No se me cruzó por la cabeza, nunca, la idea de ir a visitarlo. Ni siquiera para saber si mejoraba o empeoraba con el pasar de los días. Creí que, si ignoraba su existencia, se desvanecería como polvo en el viento, hasta que confirmaran su muerte. Pero sigue persiguiéndome, a todas partes, hasta en mis sueños. Lo llevo tatuado en la piel, en cada marca de mi cuerpo, como un recordatorio de que mi integridad fue ultrajada.
¿Por qué querría visitar a mi verdugo?
—No —asiente con nerviosismo—. ¿Quieres que lo visite?
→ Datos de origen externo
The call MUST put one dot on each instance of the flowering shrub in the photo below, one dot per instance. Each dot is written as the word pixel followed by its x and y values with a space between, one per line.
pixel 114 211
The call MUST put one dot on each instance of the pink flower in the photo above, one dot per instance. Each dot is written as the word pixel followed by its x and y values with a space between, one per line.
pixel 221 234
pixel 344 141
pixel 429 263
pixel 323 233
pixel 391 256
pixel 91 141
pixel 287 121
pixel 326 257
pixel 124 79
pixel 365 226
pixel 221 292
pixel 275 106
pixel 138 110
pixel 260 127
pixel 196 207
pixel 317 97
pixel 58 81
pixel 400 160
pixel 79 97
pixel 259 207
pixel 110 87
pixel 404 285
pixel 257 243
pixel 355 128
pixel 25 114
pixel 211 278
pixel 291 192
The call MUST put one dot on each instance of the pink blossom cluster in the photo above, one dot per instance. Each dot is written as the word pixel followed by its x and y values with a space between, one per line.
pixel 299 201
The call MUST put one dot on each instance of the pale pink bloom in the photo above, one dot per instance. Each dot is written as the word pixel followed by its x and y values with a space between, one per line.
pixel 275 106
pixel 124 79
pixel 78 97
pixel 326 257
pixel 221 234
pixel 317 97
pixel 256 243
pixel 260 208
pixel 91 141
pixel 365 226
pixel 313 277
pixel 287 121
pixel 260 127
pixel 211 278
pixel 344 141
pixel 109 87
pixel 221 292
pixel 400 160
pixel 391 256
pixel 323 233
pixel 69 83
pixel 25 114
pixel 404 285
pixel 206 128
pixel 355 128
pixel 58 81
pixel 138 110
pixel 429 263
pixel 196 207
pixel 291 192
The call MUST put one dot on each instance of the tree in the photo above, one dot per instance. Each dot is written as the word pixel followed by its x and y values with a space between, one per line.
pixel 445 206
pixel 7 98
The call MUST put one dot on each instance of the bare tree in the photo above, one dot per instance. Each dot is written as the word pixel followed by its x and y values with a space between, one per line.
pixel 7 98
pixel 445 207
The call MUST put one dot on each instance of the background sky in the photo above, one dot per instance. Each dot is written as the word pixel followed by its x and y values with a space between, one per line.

Niega de inmediato y debo disimular el suspiro de alivio. Si me lo pedía, estoy segura de que iría. Justo ahora soy capaz de bajarle la constelación entera si así lo desea.
—No, tranquila —da un leve apretón a nuestras manos unidas—. Hay algo que quiero darte.
Deshace el agarre de nuestras manos y lleva las manos por debajo de la mesa. No sé qué es lo que tanto hace, pero no tengo que averiguar tanto porque termina sacando un sobre. No es muy pequeño, tampoco tan grande. Es blanco y se encuentra sellado por una pequeña pegatina con forma de estrellita.
—Este es el dinero que he ahorrado hasta ahora en el trabajo comunitario —lo deposita sobre mis manos. Al principio no sé cómo reaccionar, ¿debo decir gracias, acaso? ¿O felicitarla?—. Guárdalo en un lugar que consideres seguro. Tan pronto logremos conseguir el dinero suficiente, nos largamos del pueblo.
Lo dice con tanta convicción que me obligo a sonreír. Aún no… no es momento de decirle que no me quiero ir. Mi vida está aquí, mis amigos, Deimos. Definitivamente no iré a ningún lado si no es junto a él. Pero no puedo matarle las esperanzas, no todavía. Tengo tiempo para decírselo, y ella tendrá el tiempo suficiente para considerarlo.